Database Dumps

It’s often useful to allow users to download a complete CKAN database in a dumpfile.

In addition, a CKAN administrator would like to easily backup and restore a CKAN database.

Creating a Dump

We provide two paster methods to create dumpfiles.

  • db simple-dump-json - A simple dumpfile, useful to create a public listing of the datasets with no user information. All datasets are dumped, including deleted datasets and ones with strict authorization. These may be in JSON or CSV format.
  • db dump - A more complicated dumpfile, useful for backups. Replicates the database completely, including users, their personal info and API keys, and hence should be kept private. This is in the format of SQL commands.

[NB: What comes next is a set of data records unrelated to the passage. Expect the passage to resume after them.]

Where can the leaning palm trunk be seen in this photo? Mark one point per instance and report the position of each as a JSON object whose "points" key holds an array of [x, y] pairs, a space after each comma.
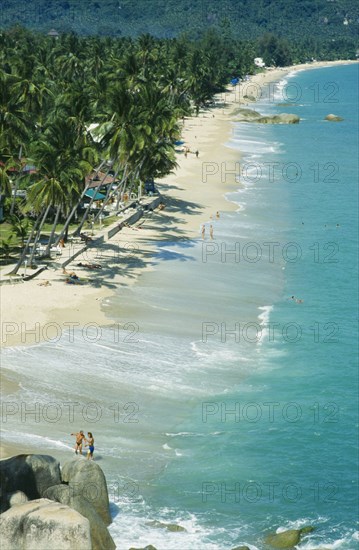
{"points": [[87, 211], [38, 233], [123, 184], [65, 228], [54, 225], [26, 247], [109, 194]]}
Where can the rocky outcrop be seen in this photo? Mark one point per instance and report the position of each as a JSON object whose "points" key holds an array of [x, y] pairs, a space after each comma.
{"points": [[100, 537], [334, 118], [31, 474], [248, 115], [169, 526], [17, 498], [42, 524], [287, 539], [79, 507], [86, 480]]}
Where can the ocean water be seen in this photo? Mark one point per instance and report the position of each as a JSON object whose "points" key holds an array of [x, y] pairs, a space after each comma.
{"points": [[218, 402]]}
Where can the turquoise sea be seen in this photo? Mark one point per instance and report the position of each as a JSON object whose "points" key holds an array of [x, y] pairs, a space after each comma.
{"points": [[219, 402]]}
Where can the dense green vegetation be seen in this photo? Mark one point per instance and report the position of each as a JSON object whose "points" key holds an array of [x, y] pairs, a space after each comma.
{"points": [[135, 91], [294, 19]]}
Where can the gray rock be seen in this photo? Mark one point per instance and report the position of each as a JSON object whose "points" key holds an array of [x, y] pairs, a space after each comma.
{"points": [[169, 526], [42, 524], [334, 118], [59, 493], [17, 498], [86, 480], [31, 474], [287, 539], [100, 536], [246, 115]]}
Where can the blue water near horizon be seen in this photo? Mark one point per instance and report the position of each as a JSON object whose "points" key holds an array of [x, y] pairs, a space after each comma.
{"points": [[247, 399]]}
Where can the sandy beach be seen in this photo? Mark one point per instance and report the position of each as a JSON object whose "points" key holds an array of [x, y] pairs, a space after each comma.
{"points": [[193, 194]]}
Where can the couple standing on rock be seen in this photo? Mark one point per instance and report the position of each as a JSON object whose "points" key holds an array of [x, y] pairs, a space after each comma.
{"points": [[90, 443]]}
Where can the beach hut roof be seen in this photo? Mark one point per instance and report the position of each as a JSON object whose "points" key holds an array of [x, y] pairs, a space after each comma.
{"points": [[91, 192], [53, 32]]}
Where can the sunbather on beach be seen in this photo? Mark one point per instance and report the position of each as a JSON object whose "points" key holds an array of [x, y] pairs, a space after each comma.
{"points": [[73, 281], [44, 283]]}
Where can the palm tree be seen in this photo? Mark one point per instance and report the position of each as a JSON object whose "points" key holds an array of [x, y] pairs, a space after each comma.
{"points": [[13, 118]]}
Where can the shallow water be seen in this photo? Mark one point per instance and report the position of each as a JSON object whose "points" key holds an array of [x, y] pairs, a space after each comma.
{"points": [[218, 402]]}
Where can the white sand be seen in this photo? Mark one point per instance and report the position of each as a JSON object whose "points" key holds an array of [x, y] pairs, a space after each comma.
{"points": [[194, 193]]}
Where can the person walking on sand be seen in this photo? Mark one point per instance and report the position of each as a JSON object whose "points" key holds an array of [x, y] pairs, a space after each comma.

For more information on paster, see Common CKAN Administrator Tasks.

Using db simple-dump-json

If you are using a Python environment, as part of a development installation, first enable the environment:

. /home/okfn/var/srvc/ckan.net/pyenv/bin/activate || exit 1

Then create and zip the dumpfile:

paster --plugin=ckan db simple-dump-json /var/srvc/ckan/dumps/ckan.net-daily.json --config=/etc/ckan/std/std.ini
gzip /var/srvc/ckan/dumps/ckan.net-daily.json

Change simple-dump-json to simple-dump-csv if you want CSV format instead of JSON.

Backing up - db dump

If you are using a Python environment, as part of a development installation, first enable the environment:

. /var/srvc/ckan/pyenv/bin/activate || exit 1

Then create and zip the dumpfile:

paster --plugin=ckan db dump /var/srvc/ckan/dumps/ckan.net-daily --config=/etc/ckan/std/std.ini
gzip /var/srvc/ckan/dumps/ckan.net-daily

Restoring a database - db load

To restore the dump to the database, us db load.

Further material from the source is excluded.